Quem gosta do romance mais tradicional, fiel a suas origens realistas, certamente apreciará, ainda, um quarto autor de língua inglesa: o britânico Ian McEwan. Sem a mesma pretensão dos grandes painéis de época, já em 2005, com Sábado, o inglês se valia do gênero em que é especialista para uma reflexão sobre este início de século e milênio. O livro trata da guerra ao terror e do sentimento geral de insegurança reinante na Inglaterra após o 11 de Setembro, voltando a um dos embates prediletos de McEwan: o que opõe a fé, em especial a crença fanática ou fundamentalista, ao pensamento racional que herdamos do Iluminismo. Conforme comentou o filósofo Richard Rorty à época do lançamento de Sábado, "McEwan não tem mais certeza sobre essas questões do que qualquer um de nós. Mas seu romance ajuda a nos atualizarmos sobre nós mesmos". Não deixa de ser uma boa definição do gênero em si.

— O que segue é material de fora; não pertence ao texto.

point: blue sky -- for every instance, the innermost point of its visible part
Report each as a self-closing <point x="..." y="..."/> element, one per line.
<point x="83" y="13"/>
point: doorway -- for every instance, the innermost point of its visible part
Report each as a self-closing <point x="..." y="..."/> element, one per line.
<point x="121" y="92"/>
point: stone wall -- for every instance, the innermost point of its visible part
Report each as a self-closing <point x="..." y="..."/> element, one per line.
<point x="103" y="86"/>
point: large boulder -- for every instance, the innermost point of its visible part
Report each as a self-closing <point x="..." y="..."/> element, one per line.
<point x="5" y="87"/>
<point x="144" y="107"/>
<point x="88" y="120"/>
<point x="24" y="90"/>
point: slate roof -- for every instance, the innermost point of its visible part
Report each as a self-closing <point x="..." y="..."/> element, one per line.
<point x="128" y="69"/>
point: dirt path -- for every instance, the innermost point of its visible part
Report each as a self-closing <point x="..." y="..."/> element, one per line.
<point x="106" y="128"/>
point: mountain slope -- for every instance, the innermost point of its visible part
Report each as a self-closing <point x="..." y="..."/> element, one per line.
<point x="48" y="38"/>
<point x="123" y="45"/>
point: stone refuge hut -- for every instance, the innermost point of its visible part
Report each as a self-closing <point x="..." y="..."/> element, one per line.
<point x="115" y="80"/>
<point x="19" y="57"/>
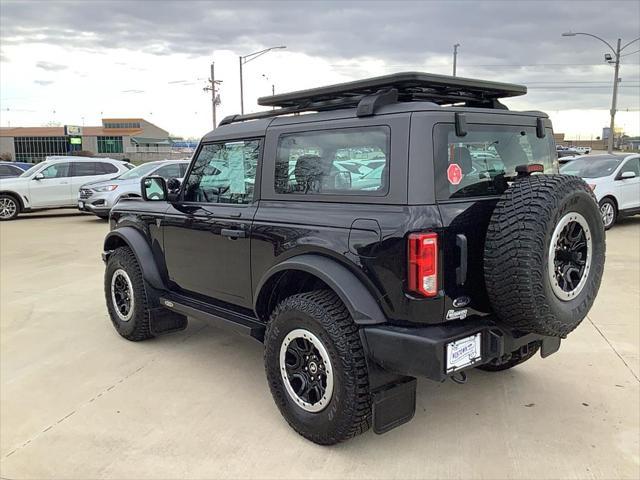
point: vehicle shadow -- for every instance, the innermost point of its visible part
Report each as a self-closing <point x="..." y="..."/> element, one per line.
<point x="438" y="405"/>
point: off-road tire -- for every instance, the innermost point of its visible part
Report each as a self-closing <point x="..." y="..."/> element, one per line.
<point x="348" y="413"/>
<point x="9" y="199"/>
<point x="517" y="251"/>
<point x="516" y="359"/>
<point x="615" y="212"/>
<point x="138" y="327"/>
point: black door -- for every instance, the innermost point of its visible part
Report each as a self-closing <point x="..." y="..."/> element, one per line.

A pergunta seguinte aos especialistas é: e aqui, em terras brasileiras, que autor contemporâneo tentou ou tenta ser Franzen, Ellroy, Roth, McEwan? Para Sérgio Rodrigues, "apenas João Ubaldo Ribeiro tem uma obra com ambição, maturidade e peso equivalentes, do tipo que não abre mão do valor supremo da literatura – contar boas histórias – mas, para tanto, faz avançar as fronteiras das linguagens estabelecidas". O blog Todoprosa, em enquete de 2007 com mais de uma centena de profissionais ligados à literatura, consagrou João Ubaldo e seu Viva o Povo Brasileiro – também um mural, cobrindo quatro séculos da formação do Brasil – como o romance nacional mais importante dos últimos 30 anos.

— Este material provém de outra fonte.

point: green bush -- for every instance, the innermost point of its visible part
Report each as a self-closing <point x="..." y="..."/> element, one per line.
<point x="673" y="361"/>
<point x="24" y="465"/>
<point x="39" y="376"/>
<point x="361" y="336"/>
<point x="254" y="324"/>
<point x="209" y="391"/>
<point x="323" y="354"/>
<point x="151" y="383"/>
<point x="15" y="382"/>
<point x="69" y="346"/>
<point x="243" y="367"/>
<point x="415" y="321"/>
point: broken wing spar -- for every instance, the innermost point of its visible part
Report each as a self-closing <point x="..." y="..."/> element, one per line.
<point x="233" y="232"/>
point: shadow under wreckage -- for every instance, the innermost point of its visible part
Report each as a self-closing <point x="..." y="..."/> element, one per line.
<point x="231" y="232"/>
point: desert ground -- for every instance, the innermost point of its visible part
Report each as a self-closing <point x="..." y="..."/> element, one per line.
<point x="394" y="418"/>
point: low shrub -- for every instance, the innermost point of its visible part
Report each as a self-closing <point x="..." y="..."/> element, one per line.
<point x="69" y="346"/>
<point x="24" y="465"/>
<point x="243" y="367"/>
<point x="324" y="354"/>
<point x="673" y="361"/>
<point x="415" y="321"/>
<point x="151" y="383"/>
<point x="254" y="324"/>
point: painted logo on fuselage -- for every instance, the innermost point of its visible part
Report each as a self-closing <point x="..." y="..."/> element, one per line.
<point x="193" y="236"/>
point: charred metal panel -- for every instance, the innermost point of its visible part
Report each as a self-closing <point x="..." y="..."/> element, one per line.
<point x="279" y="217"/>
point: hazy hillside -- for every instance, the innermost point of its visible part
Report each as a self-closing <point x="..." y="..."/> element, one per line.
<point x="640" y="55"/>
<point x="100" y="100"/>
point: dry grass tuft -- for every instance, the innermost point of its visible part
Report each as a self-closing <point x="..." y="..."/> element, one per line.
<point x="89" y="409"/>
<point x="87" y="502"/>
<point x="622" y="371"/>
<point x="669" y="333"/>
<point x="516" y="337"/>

À mesma categoria, a dos painéis históricos, ainda que sem comparar, aqui, a qualidade das tentativas, talvez se pudesse acrescentar duas séries de romances: O Tempo e o Vento, de Erico Veríssimo, saga da formação do Sul; e sua réplica ao norte, as Crônicas do Grão-Pará e Rio Negro, tetralogia de Marcio Souza a ser completada, ainda, pelo quarto volume. Mais recentemente, o mineiro Luiz Ruffato tem se dedicado a traçar o que define como "uma reflexão sobre a formação e a evolução do proletariado a partir da década de 50, quando tem início a profunda transformação do nosso perfil socioeconômico". Ruffato se refere à série de cinco livros – o quinto deles já no prelo – que batizou de Inferno Provisório e vem publicando desde 2005.

Predomina, porém, em todas essas obras, uma preocupação mais com o passado do que com o presente – seriam, pois, mais do que só romances, romances "históricos"? A distinção, espinhosa, não cabe neste espaço, mas vale, por fim, ouvir a constatação do professor Sérgio de Sá: "Falta-nos mesmo essa entrada na vida do aqui e agora. A literatura (no Brasil) tem deixado essa função para o jornalismo e o cinema". Assim, o leitor brasileiro ainda aguarda, por viés próprio, a experiência "atualizadora" de si e do mundo, nas palavras do filósofo Rorty, que se pode obter lendo os dois romances – irresistíveis 1.200 páginas – responsáveis por elevar Jonathan Franzen a grande escritor da América.